Monday 13 June 2016

Bucharest Series - A taste of Bucharest

I visited Bucharest in passing almost three years ago. This time, with a fresh pair of eyes, Bucharest seems to be more prosperous, from the cars on the road to the state of the roads. Reading some of the press reports, this is not surprising. The Economist in 2013 reported that "the average Bucharest resident was comfortably better off than the average resident of Manchester". An interesting fact, since economic migrants from Romania working in the UK are mostly in low-paid jobs. 

Another observation is that the Romanians are friendly and hospitable, except once when a taxi driver from the Cris taxi firm trying to rip me off - he offered a fixed price fare of 20 lei when I knew that the journey could not be more than 5 to 8 lei. Such are the antics of taxi drivers the worst over (with notable exceptions such as Japan and Dubai).

The airport hasn't changed much: the passport check on arrival at early afternoon was efficient. There was a wait for the baggage, almost 25 minutes, but bearable. On departure though, the security check is still working without a conveyor belt, so it is a case of pushing the trays along, rather cumbersome and inefficient I would say. And, there was only one bureau exchange near the departure gates, so it is a case of take it or leave it.
International departure, Otopeni Airport, Bucharest
I returned to Marriot Grand Hotel because I could not get a reasonable rate at hotels in the Old Town. It's near the Parliament but really in the middle of nowhere, with few restaurants nearby to choose from. The service was fine until I had to ask the hotel staff to repatriate an object that I left at the hotel through a colleague. They were very slow at it and it left a poor taste in the mouth.


View from the hotel window
The streets near the hotel gave a glimpse to how the "ordinary" people live. It was wall-to-wall apartments served by local shops. According to Wikipedia, the worst areas to buy properties in Bucharest are in Sector 5, which is where the hotel is located. " Once a thriving industrial area, the sector is now in dire need of improvement.... They are mostly inhabited by the impoverished Roma and are rubbish-strewn hotbeds of crime, including drug trafficking". So I was relieved not to see any of these distressful sights.

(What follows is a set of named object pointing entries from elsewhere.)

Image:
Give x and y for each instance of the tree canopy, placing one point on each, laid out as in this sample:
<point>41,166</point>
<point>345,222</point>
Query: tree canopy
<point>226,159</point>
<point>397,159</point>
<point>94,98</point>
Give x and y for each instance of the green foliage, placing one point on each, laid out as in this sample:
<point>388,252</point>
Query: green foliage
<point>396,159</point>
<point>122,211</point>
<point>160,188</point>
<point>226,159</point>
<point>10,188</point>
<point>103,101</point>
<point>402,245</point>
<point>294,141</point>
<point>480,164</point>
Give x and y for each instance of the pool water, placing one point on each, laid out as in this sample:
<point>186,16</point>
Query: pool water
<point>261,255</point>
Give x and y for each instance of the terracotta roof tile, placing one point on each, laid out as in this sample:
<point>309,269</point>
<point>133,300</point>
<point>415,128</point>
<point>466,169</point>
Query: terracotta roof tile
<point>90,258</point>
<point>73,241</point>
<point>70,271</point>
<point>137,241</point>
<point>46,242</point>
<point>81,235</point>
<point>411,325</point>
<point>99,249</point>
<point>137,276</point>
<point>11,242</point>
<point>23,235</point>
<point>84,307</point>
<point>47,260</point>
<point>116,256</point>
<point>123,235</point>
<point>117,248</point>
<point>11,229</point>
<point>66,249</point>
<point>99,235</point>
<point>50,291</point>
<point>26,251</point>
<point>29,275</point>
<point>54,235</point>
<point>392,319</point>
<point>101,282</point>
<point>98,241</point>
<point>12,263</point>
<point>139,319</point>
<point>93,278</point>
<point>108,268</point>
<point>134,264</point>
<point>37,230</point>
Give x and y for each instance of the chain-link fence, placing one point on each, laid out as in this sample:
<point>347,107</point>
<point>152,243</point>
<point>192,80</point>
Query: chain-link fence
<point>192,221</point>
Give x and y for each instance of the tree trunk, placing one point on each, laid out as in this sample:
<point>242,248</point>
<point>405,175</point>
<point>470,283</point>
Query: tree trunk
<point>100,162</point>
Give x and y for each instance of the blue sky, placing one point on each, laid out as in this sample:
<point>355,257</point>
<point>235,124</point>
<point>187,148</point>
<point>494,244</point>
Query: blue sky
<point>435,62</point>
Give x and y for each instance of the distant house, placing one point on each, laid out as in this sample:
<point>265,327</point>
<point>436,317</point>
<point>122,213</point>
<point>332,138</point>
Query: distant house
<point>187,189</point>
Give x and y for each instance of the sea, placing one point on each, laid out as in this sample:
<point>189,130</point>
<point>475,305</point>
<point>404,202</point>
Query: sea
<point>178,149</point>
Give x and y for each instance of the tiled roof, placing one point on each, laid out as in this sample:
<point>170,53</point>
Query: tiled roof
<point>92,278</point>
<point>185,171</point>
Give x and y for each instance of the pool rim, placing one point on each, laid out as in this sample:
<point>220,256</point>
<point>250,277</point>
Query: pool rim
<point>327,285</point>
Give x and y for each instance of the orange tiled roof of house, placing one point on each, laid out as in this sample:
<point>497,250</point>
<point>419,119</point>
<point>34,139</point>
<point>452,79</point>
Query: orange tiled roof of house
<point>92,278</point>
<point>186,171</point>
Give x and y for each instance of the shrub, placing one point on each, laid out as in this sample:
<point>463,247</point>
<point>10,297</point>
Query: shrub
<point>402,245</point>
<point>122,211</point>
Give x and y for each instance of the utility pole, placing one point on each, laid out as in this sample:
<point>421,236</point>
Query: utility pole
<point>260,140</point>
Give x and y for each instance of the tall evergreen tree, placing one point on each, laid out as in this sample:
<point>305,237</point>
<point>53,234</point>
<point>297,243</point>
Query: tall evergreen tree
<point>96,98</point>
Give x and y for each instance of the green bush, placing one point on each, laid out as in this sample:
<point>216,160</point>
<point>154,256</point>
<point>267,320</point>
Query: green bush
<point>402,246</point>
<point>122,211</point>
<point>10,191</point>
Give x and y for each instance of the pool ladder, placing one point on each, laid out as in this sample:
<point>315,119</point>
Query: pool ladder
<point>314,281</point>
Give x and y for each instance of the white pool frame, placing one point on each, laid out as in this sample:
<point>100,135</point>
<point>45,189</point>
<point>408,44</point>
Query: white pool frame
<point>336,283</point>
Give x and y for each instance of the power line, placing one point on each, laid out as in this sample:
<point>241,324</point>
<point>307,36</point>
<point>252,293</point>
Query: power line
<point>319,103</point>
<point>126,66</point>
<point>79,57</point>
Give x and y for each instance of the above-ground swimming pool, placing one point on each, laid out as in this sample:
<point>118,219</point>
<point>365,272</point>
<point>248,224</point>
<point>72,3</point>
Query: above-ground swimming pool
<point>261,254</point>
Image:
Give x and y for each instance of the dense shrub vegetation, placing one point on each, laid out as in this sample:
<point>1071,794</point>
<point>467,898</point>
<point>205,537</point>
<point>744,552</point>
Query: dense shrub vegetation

Grocery shop - the fruit and vegetables looked good

Ugly apartment blocks from the Soviet era, I assume

An amusement arcade - and there were a few of them

A mini supermarket 

The days of telephone boxes are over
Contrast this with the Old Town - what a difference! The historic architecture, the old churches, the outdoor terraces and cafes and the romantic feel make the Old Town an appealing area of the city. At night when the buildings are lit up, it really drew me in. I must find the time to experience more of Bucharest and to see more of the Old Town.


Bucharest at night

The Statue of Carol 1, opposite the Hilton Hotel
The food though, was disappointing at the two Italian restaurants we ate at. I wanted to try some Romanian food but was told by the locals that the local dishes are too heavy for the summer. What I did learn is that pork is the main dish and that the best vegetable also happens to be pork. At least two locals waxed lyrical about growing their own vegetables at their cottage outside Bucharest - invariably the tomatoes are the juiciest, the strawberries are the sweetest. They painted a picture of a simple life, living off the fruits of the land, making their own wine, feasting on organic wholesome food.

The Stadio restaurant, nothing to write home about

Apple Lemonade, a first for me

Simple breakfast, simple newspaper
And finally, the Tarom airport lounge at the Otopeni Airport. This is an absolute disgrace: a business lounge offering crisps, yogurt and biscuits as food. This has got to be the worst business lounge that I have come across in my travels. Even the makeshift British Airways lounge at Nairobi International airport attempted to offer some sandwiches curly at the edges.